The first thing I noticed while looking over the city is the vast difference in architecture between Zemun and New Belgrade. Zemun was one of the boarder towns of the Austro-Hungarian Empire before the beginning of the Ottoman Empire, which more often than not was Belgrade. You can actually see Kalemegdan very easily in parts of Zemun from anyway above roof-line – a task much easier than it sounds when you remember that the old city is built on a hill.
After Zorica expounded upon some history of the area, I couldn’t catch most of it due to the wind and small width of the terrace, we returned down the hill and walked towards the restaurant. We ate that night at nice little Austrian restaurant – as always when we have a sit-down meal, entirely too much food. For the first time though, we had an actually vegetarian entrée. There was a wonderful fish – whole fish…they cook them and serve them whole usually – and a very rich dish that Zorica recommended. I never actually caught the name of it, but it was damn tasty.
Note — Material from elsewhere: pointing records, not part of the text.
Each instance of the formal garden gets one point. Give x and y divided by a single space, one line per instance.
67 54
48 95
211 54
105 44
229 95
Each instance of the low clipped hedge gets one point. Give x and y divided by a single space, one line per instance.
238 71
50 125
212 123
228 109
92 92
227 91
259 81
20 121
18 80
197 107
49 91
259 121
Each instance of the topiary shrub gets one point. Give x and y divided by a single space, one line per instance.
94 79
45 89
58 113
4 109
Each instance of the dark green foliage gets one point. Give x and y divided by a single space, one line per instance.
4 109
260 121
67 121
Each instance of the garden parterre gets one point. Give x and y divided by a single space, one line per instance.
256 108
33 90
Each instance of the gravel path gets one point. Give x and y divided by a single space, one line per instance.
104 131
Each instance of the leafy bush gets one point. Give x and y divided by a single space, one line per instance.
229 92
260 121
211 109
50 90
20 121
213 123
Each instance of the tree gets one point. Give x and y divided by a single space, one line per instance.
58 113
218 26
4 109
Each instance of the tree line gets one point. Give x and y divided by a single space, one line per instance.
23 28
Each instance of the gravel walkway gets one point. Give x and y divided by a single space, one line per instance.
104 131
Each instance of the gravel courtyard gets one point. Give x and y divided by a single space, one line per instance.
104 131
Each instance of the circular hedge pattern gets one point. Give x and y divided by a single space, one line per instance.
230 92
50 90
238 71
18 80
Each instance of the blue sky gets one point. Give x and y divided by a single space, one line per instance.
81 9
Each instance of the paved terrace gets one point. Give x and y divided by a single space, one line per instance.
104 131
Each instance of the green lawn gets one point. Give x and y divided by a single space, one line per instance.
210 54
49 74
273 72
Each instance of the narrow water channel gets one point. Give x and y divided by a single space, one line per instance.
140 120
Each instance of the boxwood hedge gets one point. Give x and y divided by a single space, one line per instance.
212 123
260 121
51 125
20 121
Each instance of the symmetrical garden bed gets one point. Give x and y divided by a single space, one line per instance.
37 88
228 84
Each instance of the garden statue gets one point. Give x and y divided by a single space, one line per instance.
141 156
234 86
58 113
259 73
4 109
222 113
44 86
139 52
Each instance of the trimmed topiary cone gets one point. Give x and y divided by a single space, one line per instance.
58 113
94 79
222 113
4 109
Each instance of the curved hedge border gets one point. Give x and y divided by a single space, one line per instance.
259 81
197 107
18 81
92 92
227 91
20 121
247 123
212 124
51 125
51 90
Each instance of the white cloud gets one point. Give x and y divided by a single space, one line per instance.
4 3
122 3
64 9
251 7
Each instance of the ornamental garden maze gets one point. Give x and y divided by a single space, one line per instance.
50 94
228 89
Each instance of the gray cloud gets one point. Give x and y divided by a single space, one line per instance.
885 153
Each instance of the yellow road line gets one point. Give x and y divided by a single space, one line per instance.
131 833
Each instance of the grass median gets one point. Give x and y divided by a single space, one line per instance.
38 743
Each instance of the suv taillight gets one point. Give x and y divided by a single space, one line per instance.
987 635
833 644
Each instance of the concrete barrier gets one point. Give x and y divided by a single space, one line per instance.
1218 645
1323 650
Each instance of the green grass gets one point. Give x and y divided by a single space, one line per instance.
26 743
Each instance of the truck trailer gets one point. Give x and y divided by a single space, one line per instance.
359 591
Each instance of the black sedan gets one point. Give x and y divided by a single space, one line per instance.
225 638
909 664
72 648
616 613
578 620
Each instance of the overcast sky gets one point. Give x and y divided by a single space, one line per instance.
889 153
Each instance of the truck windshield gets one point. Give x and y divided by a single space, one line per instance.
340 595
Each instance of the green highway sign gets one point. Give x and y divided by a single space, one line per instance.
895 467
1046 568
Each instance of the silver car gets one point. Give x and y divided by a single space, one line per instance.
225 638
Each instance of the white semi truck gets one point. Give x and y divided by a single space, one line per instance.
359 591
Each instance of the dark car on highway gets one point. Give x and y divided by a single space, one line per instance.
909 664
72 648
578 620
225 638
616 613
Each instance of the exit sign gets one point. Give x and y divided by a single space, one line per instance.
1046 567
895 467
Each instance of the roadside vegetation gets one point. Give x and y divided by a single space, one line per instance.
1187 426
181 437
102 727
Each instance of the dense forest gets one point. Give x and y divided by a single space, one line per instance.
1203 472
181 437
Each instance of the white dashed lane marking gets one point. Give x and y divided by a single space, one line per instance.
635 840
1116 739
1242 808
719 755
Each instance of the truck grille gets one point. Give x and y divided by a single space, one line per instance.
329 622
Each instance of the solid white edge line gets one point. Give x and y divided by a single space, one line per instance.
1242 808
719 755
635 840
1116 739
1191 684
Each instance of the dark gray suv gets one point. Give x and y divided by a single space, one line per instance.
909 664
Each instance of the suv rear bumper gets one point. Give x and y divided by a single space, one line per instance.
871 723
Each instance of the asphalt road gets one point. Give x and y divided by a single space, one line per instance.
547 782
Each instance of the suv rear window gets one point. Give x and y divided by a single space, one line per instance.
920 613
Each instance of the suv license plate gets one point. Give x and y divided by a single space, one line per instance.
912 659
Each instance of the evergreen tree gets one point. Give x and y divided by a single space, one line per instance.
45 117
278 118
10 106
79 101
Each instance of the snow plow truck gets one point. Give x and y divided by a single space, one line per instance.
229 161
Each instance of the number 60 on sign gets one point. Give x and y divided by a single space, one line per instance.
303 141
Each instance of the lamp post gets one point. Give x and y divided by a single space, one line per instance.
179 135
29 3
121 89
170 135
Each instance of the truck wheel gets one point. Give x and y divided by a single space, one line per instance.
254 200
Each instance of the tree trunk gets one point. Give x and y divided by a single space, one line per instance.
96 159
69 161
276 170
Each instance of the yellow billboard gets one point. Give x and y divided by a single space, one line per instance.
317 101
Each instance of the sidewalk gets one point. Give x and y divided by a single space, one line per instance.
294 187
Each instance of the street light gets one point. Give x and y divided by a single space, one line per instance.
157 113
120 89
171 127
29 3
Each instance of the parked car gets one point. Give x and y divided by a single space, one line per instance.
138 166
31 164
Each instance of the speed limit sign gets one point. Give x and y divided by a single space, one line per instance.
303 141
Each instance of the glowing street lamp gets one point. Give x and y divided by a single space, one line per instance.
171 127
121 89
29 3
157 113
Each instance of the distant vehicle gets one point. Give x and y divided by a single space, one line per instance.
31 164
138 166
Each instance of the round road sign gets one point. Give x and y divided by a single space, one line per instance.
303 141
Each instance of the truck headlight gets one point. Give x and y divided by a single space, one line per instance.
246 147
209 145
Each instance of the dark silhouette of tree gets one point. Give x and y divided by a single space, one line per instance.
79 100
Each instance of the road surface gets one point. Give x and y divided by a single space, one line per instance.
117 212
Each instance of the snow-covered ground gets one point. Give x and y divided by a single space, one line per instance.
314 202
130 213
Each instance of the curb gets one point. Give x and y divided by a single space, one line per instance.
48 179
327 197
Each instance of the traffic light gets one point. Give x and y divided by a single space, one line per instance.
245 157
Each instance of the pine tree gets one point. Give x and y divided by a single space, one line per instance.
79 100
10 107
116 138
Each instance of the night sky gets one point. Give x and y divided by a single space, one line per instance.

Unfortunately dinner was quite late – the main entrée didn’t come until nine or so – and many of us were ravenous and ate too many the appetizers before the main dish came.
What was more delightful than the dinner though was the company Zorica brought. Normally she brings her husband, Goran, but he was on a 48-hour shift for the hospital and was unable to join us. She invited a fellow professor from the University, Jonathan, to join us in his stead. Jonathan is a poet by trade and actually has no permanent residence. He spends his time flirting between Belgrade and Vienna teaching. He was joined that night by a beautiful young Hungarian girl, Sutši who he had met some years previous while in Vienna.
When we finally left the restaurant around midnight, a couple of us decided to walk back to the Hotel rather than take a taxi. For what Dennis said, it should have taken an hour…But I’m not sure how he made that time without running. It would have taken us an hour-and-a-half at a brisk pace, but it wasn’t until after two that we arrived…Jonathan walks fairly slowly. Molasses might be a good comparison.
However, I didn’t mind the slow walk as I spent the entire time chatting with Sutši. On conversation often centered upon an aspect of culture and how Americans handle education of the subject. Topics ranged from alcohol to drugs to sex to gender and sexual identity to religion. It was a extremely interesting conversation, though slightly frustrating at times. Lynnette joined us about halfway through the walk and while she like to talk and make conversation, she sometimes takes her experiences and the only way Americans think or act in and during situations…there were more than a few times I disagreed with her only for her to respond with “While that’s how it is where I grew up,”…which just happens to be small-town conservative Minnesota. Eh, but by the end she stopped making claims and started to preface statements with “Where I’m from…” Maybe she’s learning.
I got back to the hotel and proceed to pass-out on the bed. Lucas did the same.